What problems was Yahoo Japan trying to solve?
A multi-vendor solution that does all of this and ties it together is a big deal. That's why Yahoo chose us. Yahoo is an interesting company. I think it's the largest SaaS company in Japan. They have the kinds of scale problems and agility problems that are consistent with the overall issues I was trying to describe. For us, it took a long time. They really, really investigated whether they could scale and bet their entire company on this. They're doing that. It's a proud moment for us. The level of scale in such a rapid fashion is important.
Big SaaS companies like Yahoo Japan, or Facebook aren't buying gear from the big legacy vendors. Are they even looking at intent-based networking platforms from those vendors?
Yahoo will buy products from name vendors, but not just one of them. They won't be locked into a solution that forbids them from considering other things. We consider all these switch vendors to be partners, and we're trying to accentuate the advantages they've got, whatever it is. Some of them have come to market with standard protocols quicker than others. We try to use those as quickly as we can. Yahoo does buy commercial equipment, but if you're using commercial vendor 'A' for a while in one area and 'B' in another area and you have a simple platform that runs them both in exactly the same way, the next area that gets retrofitted could go out to any vendor. You could use open source, you could use bright-box solutions. They'll interoperate seamlessly right next to the Arista stuff, or whatever is there. It allows them to compress the price of the whole networking stack. We can reduce the number of failures and we can do it in a multi-vendor environment. We fully embrace the Ciscos and the Aristas of the world.
In order to have Cisco's intent-based networking platform, you have to have its Catalyst 9000 switches, and you're saying you can have whatever switches you want.

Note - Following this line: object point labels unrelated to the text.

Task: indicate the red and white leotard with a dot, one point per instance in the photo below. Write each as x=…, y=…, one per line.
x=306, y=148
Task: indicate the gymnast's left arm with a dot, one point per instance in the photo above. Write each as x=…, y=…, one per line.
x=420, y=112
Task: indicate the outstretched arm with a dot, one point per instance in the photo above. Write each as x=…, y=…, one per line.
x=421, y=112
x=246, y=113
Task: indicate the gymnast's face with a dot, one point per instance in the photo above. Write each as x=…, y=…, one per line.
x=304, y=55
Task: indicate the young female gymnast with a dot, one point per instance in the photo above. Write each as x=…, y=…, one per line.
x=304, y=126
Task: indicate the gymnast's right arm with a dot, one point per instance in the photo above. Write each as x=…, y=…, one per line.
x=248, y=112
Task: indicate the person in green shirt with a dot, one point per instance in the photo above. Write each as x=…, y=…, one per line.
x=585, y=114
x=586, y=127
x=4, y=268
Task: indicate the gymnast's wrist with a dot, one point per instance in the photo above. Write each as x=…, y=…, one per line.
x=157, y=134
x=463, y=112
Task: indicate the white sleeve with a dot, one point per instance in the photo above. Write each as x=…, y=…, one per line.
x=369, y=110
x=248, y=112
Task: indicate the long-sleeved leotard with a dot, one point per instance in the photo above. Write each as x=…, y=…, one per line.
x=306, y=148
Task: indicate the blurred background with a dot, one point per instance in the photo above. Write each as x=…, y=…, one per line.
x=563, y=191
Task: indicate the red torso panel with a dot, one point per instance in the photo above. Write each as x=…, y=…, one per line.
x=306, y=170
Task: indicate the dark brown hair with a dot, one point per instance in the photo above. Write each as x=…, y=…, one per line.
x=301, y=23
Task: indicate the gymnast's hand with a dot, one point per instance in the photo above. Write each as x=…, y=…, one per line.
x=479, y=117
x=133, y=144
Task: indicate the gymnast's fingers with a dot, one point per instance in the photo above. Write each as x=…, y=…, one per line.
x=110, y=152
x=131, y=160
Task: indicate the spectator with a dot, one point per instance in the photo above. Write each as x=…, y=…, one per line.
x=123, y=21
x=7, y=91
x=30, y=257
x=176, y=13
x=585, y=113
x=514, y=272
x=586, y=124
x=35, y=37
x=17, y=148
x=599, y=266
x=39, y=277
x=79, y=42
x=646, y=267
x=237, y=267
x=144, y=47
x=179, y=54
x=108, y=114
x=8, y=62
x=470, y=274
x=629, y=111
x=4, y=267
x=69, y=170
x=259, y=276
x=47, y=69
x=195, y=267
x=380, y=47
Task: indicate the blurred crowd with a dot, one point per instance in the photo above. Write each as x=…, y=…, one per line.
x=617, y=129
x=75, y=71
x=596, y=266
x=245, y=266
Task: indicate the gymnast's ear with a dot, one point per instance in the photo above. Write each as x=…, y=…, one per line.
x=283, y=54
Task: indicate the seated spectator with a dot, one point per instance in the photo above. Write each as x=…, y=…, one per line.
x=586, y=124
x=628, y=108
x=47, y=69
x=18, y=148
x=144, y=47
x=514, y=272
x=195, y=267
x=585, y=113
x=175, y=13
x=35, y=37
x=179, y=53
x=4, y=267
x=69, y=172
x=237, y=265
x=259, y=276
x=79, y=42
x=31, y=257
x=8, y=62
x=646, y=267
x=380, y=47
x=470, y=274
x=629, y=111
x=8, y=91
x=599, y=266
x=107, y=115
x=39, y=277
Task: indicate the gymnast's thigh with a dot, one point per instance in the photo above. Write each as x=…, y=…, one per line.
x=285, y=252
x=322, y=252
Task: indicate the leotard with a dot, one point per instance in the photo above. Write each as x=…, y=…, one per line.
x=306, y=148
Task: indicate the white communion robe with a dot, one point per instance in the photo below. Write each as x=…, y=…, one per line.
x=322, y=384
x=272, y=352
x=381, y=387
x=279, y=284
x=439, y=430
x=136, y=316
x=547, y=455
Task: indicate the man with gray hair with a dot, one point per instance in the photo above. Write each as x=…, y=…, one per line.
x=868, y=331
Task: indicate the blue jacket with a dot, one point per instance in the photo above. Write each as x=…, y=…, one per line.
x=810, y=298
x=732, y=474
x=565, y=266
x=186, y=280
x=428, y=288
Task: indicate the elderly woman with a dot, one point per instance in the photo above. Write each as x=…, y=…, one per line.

Yes. The Catalyst 9000 is an awesome switch. They're really good switches, as are a number of other vendors' switches. There are basically three big areas in terms of innovation in the data center beyond just getting this stuff to work together. It's how do I treat the fabric as a single system. Cisco uses ACI to do that, but it only works with Cisco switches and only when they're running in ACI mode. The second thing is continuous validation and intent-based monitoring, and Cisco has a bunch of new products and of course they only work with Cisco stuff. They're great products. Third is deep analytics, checking for things beyond just whether this CPU is overloaded compared to that one. It's really thoughtful things that engineers design and change on the fly. They have an important product called Tetration that does this stuff, or some of it, but we've made it generic and more programmable. It's a play for the channel as well.